Want this built for you instead?

Let's talk about your AI + SEO stack

If you'd rather skip the how-to and have it shipped for you, that's what I do. Start a conversation and we'll figure out the fastest path to results.

Let's Talk
Questions from readers

Frequently asked

Does caching always save money?

Only on workloads with repeated prefixes. Writing to the cache is more expensive than a normal read; if your prefix repeats only once or twice, caching costs more than not caching. It's a volume play. Match TTL to your request cadence.

What's the cheapest hit-rate win?

Move dynamic data (timestamps, user IDs, session IDs) out of the cached block. Just that, often, takes a 20% hit rate to 80%+. The prefix must be byte-identical across requests to hit.

Can I cache the tool definitions too?

Yes, and you usually should — tool definitions are often larger and more stable than the system prompt. Add cache_control on the last tool definition (or use the idiomatic SDK pattern for your version) to cap the cached prefix there.

How do I know my cache is actually being hit?

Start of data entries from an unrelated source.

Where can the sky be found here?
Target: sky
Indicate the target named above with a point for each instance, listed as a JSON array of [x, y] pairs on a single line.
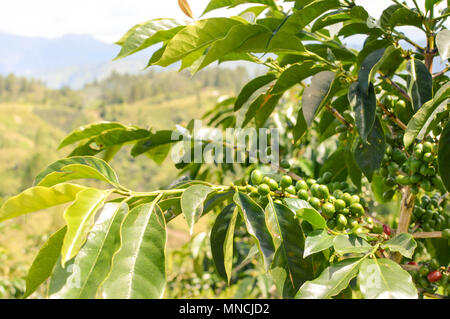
[[105, 20]]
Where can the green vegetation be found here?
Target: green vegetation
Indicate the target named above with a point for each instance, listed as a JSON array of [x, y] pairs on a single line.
[[357, 208]]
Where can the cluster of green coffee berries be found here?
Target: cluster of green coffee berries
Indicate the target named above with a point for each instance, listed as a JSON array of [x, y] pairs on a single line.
[[336, 201], [418, 171], [429, 276], [429, 214]]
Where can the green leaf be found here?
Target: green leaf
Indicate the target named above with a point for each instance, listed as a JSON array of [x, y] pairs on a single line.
[[222, 235], [110, 138], [234, 40], [443, 44], [194, 37], [255, 222], [294, 75], [403, 243], [146, 34], [62, 171], [369, 155], [420, 83], [417, 126], [315, 95], [44, 262], [331, 281], [79, 217], [88, 131], [289, 267], [251, 87], [192, 203], [217, 4], [444, 156], [364, 105], [317, 241], [369, 68], [350, 244], [305, 211], [138, 268], [405, 16], [384, 279], [94, 260], [38, 198], [154, 143]]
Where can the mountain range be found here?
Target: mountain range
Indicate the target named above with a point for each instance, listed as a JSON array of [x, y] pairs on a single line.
[[71, 60]]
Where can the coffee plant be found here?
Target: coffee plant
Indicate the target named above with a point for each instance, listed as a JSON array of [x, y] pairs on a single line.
[[356, 207]]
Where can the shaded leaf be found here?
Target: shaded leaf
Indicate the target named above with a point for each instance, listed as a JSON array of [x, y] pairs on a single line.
[[255, 222], [38, 198], [384, 279], [79, 217], [138, 268]]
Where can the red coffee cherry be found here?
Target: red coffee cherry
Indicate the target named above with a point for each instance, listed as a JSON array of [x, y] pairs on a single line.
[[434, 276]]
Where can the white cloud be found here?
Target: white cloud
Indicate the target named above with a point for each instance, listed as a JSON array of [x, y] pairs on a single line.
[[106, 20]]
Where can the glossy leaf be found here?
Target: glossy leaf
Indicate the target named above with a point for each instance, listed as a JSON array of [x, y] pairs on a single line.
[[369, 155], [89, 131], [364, 105], [38, 198], [444, 156], [254, 218], [289, 268], [420, 84], [418, 124], [195, 36], [146, 34], [294, 75], [443, 44], [385, 279], [350, 244], [138, 268], [44, 262], [317, 241], [217, 4], [222, 236], [93, 262], [80, 218], [315, 95], [192, 203], [331, 281], [305, 211], [251, 87], [403, 243]]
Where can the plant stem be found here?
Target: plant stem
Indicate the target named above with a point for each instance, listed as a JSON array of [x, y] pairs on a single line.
[[337, 115], [392, 116], [435, 234], [407, 205]]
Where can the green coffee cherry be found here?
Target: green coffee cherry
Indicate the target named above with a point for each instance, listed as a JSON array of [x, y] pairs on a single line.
[[290, 190], [301, 185], [263, 189], [315, 202], [303, 194], [347, 199], [285, 164], [323, 192], [428, 147], [342, 220], [285, 181], [328, 210], [339, 205], [357, 209], [273, 184], [256, 177]]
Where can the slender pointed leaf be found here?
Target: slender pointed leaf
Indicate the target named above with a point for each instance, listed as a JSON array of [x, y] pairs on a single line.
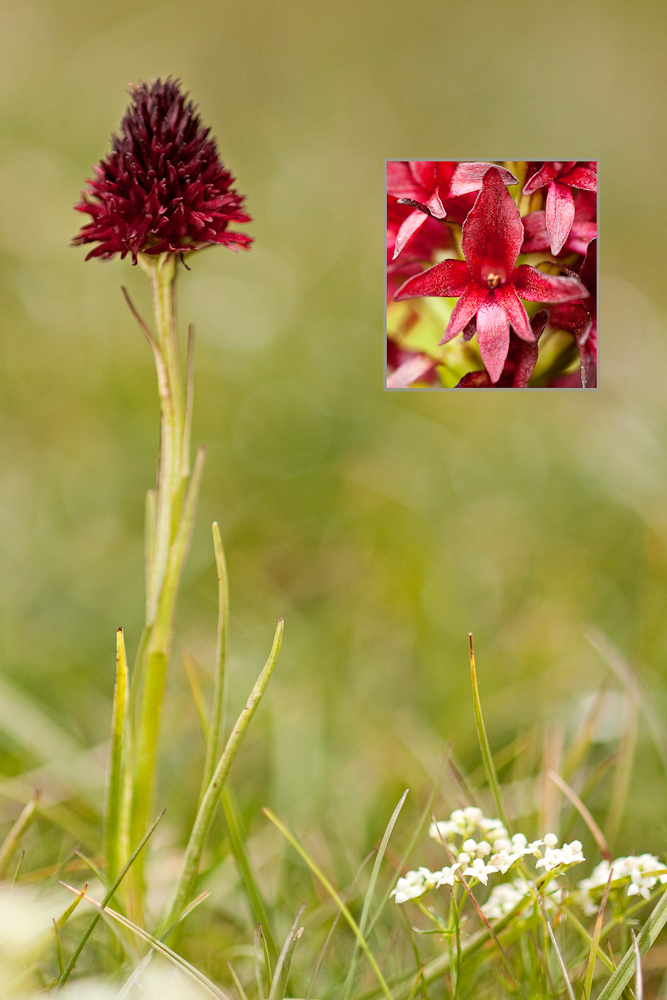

Every response has usage.cache_read_input_tokens and usage.cache_creation_input_tokens. On hits, cache_read is high and cache_creation is zero. On misses, the reverse. Log both and compute the ratio.

Does caching work across different Claude models?

No. Cache is per-model. When you upgrade from claude-sonnet-4 to claude-sonnet-4-5, hit rate drops to zero while the new cache warms. Plan upgrades around low-traffic windows to minimize the cost spike.